Chapter 2. The Java Language

Understand the basics before building real-world apps!

Larry | Peng Yang
Mastering Java
9 min readOct 22, 2022

--

Photo by Karl Pawlowicz on Unsplash

Text Encoding

Java source code can be written using Unicode and stored in any number of character encodings, ranging from a full binary form to ASCII-encoded Unicode character values. The Java char type and String class natively supports Unicode values. One of the most common file encodings for Unicode, called UTF-8, preserves ASCII values in their single-byte form. This encoding is used by default in compiled Java class files, so storage remains compact for English text.

In java, a Unicode character can be represented with this escape sequence: \uxxxx where xxxx is a sequence of one to four hexadecimal digits.

jshell> System.out.println("\u3042")
jshell> System.out.println("あ")

charset is the set of characters you can use, e.g. ASCII and unicode. encoding is the way these characters are stored into memory, e.g. utf-8, utf-16.

ASCII defines 128 characters, which map to the numbers 0–127. Unicode defines (less than) 221 characters, which, similarly, map to numbers 0–221 (though not all numbers are currently assigned, and some are reserved).

Unicode is a superset of ASCII, and the numbers 0–127 have the same meaning in ASCII as they have in Unicode. Because Unicode characters don’t generally fit into one 8-bit byte, there are numerous ways of storing Unicode characters in byte sequences, such as UTF-32 and UTF-8. In UTF-8, every code-point from 0–127 is stored in a single byte. Code points (e.g. 3042) above 128 are stored using 2–4 bytes.

Data Types, Variables, and Constants

Data types specify the different sizes and values that can be stored in the variable. There are two types of data types in Java: primitive and non-primitive data types. Variables store information that you plan to change and reuse over time (or information that you don’t know ahead of time such as a user’s email address). Constants (use key word final.e.g. final double Pi = 3.1415926536;) store information that is, well, constant.

Primitive data types

The primitive data types include boolean, char, byte, short, int, long, float, and double.

primitive data types

Default values
variables that are declared as members of a class are set to default values if they aren’t initialized. In this case, numeric types default to the appropriate flavor of zero, and characters are set to the null character (\0), and boolean variables have the value false. (Reference types also get a default value, null). Local variables, on the other hand, must be explicitly initialized before they can be used. The compiler enforces this rule so there is no danger of forgetting.

Character literals
Literals of types char and String (String is non-primitive, will cover more in a future post) may contain any Unicode (UTF-16) characters. If your editor and file system allow it, you can use such characters directly in your code. If not, you can use a "Unicode escape" such as '\u0108' (capital C with circumflex), or "S\u00ED Se\u00F1or" (Sí Señor in Spanish). Always use 'single quotes' for char literals and "double quotes" for String literals.
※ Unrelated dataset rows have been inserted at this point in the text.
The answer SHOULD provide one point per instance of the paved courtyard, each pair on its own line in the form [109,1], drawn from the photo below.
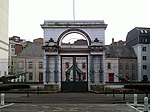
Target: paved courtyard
[27,107]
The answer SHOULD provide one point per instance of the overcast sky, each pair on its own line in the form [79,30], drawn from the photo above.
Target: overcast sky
[25,16]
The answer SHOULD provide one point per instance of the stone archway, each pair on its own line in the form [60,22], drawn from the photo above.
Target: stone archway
[74,30]
[54,52]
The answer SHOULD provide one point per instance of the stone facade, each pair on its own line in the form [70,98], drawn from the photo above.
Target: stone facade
[4,40]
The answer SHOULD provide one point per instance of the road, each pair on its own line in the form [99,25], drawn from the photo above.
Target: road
[69,102]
char myChar = 'D'; // or '\u0044'String myString = "my string";
String myString = "DD"; // or "\u0044\u0044"

Interger literals
Integer literals (byte, short, int, long) can be specified in binary (base 2), octal (base 8), decimal (base 10), or hexadecimal (base 16). Integer literals are of type int unless they are suffixed with an L, denoting that they are to be produced as a long value:

int i = 1230; // decimal
int i = 0b01001011; // leading 0b or 0B, binary, i = 75 decimal
int i = 01230; // leading 0, octal, i = 664 decimal
int i = 0xFFFF; // leading 0x or 0X, hexadecimal, i = 664 decimal
long l = 13L;
long l = 13; // equivalent: 13 is converted from type int
long l = 40123456789L;
long l = 40123456789; // error: too big for an int without conversion
// other examples
byte myByte = 12;
short myShort = 23;
int myNum = 5;
long myLong = 14L;

Floating-Point literals
A floating-point (float, double) literal is of type float if it ends with the letter F or f; otherwise, its type is double and it can optionally end with the letter D or d. The floating point types can also be expressed using E or e (for scientific notation).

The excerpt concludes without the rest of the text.